たれの中に配置されるパーツ(例えば「店」なら「占」の部分)が窮屈にならないよう、たれ自体をゆったりと大きく構えて書くのがポイントです。
がんだれ・まだれの「払い」の角度と長さ
左下に向かう「払い(左払い)」の線は、長すぎても短すぎても不格好になります。
中のパーツを優しく包み込むようなイメージで、少し丸みを帯びながら左下へ払うと、文字全体に安定感が生まれます。
また、一番上の横線(一画目や二画目)は、右上がりにしすぎず、ほぼ水平か、わずかに右上がりに留めるのが品よく見せるコツです。
やまいだれの「点」の配置と角度
やまいだれの左側に付く2つの点(にすいのような部分)は、上下のバランスが重要です。
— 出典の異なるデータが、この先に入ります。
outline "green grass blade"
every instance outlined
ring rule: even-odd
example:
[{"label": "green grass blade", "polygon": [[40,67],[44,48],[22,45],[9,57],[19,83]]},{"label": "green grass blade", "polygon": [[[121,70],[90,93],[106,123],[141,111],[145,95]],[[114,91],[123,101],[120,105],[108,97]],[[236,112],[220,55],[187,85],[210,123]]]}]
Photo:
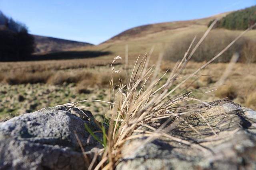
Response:
[{"label": "green grass blade", "polygon": [[103,143],[103,142],[101,141],[100,139],[98,137],[95,135],[95,134],[92,131],[91,129],[90,129],[90,127],[89,127],[88,125],[86,123],[84,123],[84,126],[85,126],[85,128],[86,128],[87,131],[88,131],[88,132],[89,132],[89,133],[92,136],[92,137],[93,137],[94,139],[96,139],[97,141],[98,141],[98,142],[99,142],[101,144],[102,144],[102,145],[104,146],[104,143]]}]

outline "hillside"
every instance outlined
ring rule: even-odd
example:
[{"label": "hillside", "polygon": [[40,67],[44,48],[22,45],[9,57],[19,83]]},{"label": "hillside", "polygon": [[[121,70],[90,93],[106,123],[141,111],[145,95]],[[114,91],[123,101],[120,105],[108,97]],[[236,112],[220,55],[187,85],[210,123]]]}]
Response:
[{"label": "hillside", "polygon": [[53,38],[51,37],[32,35],[34,38],[36,45],[36,53],[56,52],[65,49],[73,48],[84,47],[93,45],[87,43]]},{"label": "hillside", "polygon": [[[139,55],[143,56],[146,53],[149,53],[154,47],[151,60],[154,63],[157,60],[159,54],[162,52],[164,53],[169,50],[172,44],[182,43],[184,39],[186,37],[192,37],[191,40],[189,40],[191,42],[194,36],[199,33],[201,33],[201,35],[202,32],[207,29],[210,21],[213,19],[220,19],[231,12],[222,13],[200,19],[154,23],[137,27],[125,31],[98,45],[67,49],[64,50],[63,53],[52,53],[50,54],[51,56],[46,55],[44,57],[52,58],[56,56],[58,57],[66,53],[68,56],[73,56],[76,58],[81,58],[83,55],[84,56],[84,58],[90,58],[90,53],[96,53],[96,55],[92,57],[97,57],[97,60],[106,61],[112,59],[113,56],[120,55],[124,57],[126,46],[128,45],[130,62],[135,60]],[[231,35],[233,36],[237,36],[242,31],[223,29],[220,31],[224,34]],[[217,32],[214,29],[212,31]],[[252,39],[256,39],[256,30],[250,31],[245,36]],[[218,35],[215,37],[218,37]],[[186,49],[189,46],[189,45],[186,47]],[[184,51],[182,56],[186,51],[186,49],[182,51]],[[77,57],[78,53],[79,53],[80,57]],[[72,55],[72,53],[74,53],[74,55]],[[123,60],[122,62],[124,62],[124,61]]]},{"label": "hillside", "polygon": [[[125,55],[125,46],[129,46],[129,55],[131,58],[136,58],[139,55],[149,53],[154,47],[152,53],[154,58],[157,58],[159,53],[168,48],[170,43],[178,41],[186,35],[205,31],[209,22],[214,19],[220,18],[230,12],[218,14],[200,19],[184,21],[165,22],[135,27],[122,32],[106,41],[94,46],[69,49],[69,51],[107,51],[113,56]],[[110,57],[102,56],[103,58]]]}]

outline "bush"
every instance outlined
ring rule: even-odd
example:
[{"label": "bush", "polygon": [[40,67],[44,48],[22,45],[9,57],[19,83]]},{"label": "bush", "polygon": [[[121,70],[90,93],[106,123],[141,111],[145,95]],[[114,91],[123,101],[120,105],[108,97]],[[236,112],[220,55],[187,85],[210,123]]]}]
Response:
[{"label": "bush", "polygon": [[215,95],[220,98],[228,98],[230,100],[232,100],[237,96],[237,89],[232,84],[227,85],[220,87],[215,92]]}]

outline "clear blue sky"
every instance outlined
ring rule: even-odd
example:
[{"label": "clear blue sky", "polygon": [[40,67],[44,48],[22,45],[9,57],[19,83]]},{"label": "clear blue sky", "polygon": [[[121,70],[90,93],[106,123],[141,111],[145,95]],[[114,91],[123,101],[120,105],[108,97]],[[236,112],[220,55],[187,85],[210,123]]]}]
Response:
[{"label": "clear blue sky", "polygon": [[0,0],[0,10],[30,33],[98,44],[150,23],[207,17],[256,0]]}]

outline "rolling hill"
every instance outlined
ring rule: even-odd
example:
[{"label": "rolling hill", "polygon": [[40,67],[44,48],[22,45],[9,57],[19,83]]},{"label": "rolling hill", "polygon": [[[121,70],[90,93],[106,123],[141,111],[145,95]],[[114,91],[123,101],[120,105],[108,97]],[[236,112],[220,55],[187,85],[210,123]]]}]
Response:
[{"label": "rolling hill", "polygon": [[36,45],[35,54],[61,51],[65,49],[84,47],[93,44],[48,37],[32,35]]}]

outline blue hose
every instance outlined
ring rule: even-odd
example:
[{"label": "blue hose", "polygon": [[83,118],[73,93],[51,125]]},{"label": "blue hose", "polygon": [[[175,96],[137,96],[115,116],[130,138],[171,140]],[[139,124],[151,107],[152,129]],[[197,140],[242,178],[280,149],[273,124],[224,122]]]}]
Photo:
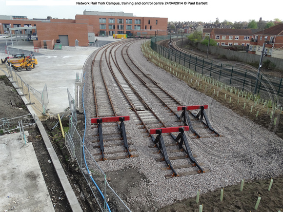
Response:
[{"label": "blue hose", "polygon": [[[85,77],[84,77],[84,75],[85,75],[86,73],[86,72],[85,72],[83,75],[83,78],[84,79],[84,83],[83,84],[83,87],[82,88],[82,107],[83,107],[83,114],[84,114],[84,133],[83,134],[83,138],[82,139],[82,143],[83,144],[84,144],[84,136],[85,135],[85,131],[86,131],[86,117],[85,117],[85,110],[84,109],[84,104],[83,103],[83,92],[84,92],[84,85],[85,85]],[[84,145],[83,145],[82,149],[83,151],[83,158],[84,159],[84,163],[85,164],[85,166],[86,167],[86,169],[87,170],[87,172],[88,172],[88,173],[89,174],[90,172],[89,172],[89,170],[88,169],[87,164],[86,164],[86,160],[85,160],[85,156],[84,155]],[[98,186],[97,185],[97,184],[96,183],[95,181],[94,181],[94,180],[92,178],[92,176],[91,176],[91,175],[89,175],[89,176],[90,177],[90,178],[92,180],[92,182],[93,182],[93,183],[94,184],[94,185],[96,187],[96,188],[97,189],[97,190],[98,190],[98,191],[100,193],[100,194],[102,196],[103,199],[104,200],[104,201],[105,201],[105,197],[104,196],[104,195],[103,195],[103,193],[102,193],[102,192],[100,190]],[[109,206],[107,202],[106,202],[106,206],[107,206],[107,209],[108,210],[108,211],[109,212],[111,212]]]}]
上の点は少し立ち気味に、下の点は少し寝かせ気味にして、二つの点が呼応するような角度で打つと、プロが書いたような美しい字形に仕上がります。
【完全版】邊の点一つの漢字(邉)の出し方!スマホ・パソコン別の入力方法
まとめ:「がんだれ」「まだれ」「やまいだれ」の違いをマスターしよう
ここまで、「がんだれ」「まだれ」「やまいだれ」の違いと意味、そして覚え方について詳しく解説してきました。
最後にもう一度、重要なポイントを簡潔にまとめておきます。
- がんだれ(厂):点なし。崖や自然の地形を表す。(例:原、厚、厄)
- まだれ(广):上に点1つ。建物や空間を表す。(例:店、広、庭)
- やまいだれ(疒):上と左に点。病気や症状を表す。(例:病、痛、疲)
部首の成り立ち(崖、屋根、ベッドで汗をかく病人)を頭の片隅に置いておけば、いざ漢字を書く時やパソコンで変換する時にも、迷うことなく正しい文字を選ぶことができるはずです。
漢字は、一つひとつの形に意味が込められた奥深い文字です。
部首の意味を知ることで、毎日の学習や文章作成が少しでも楽しく、そしてスムーズになれば幸いです。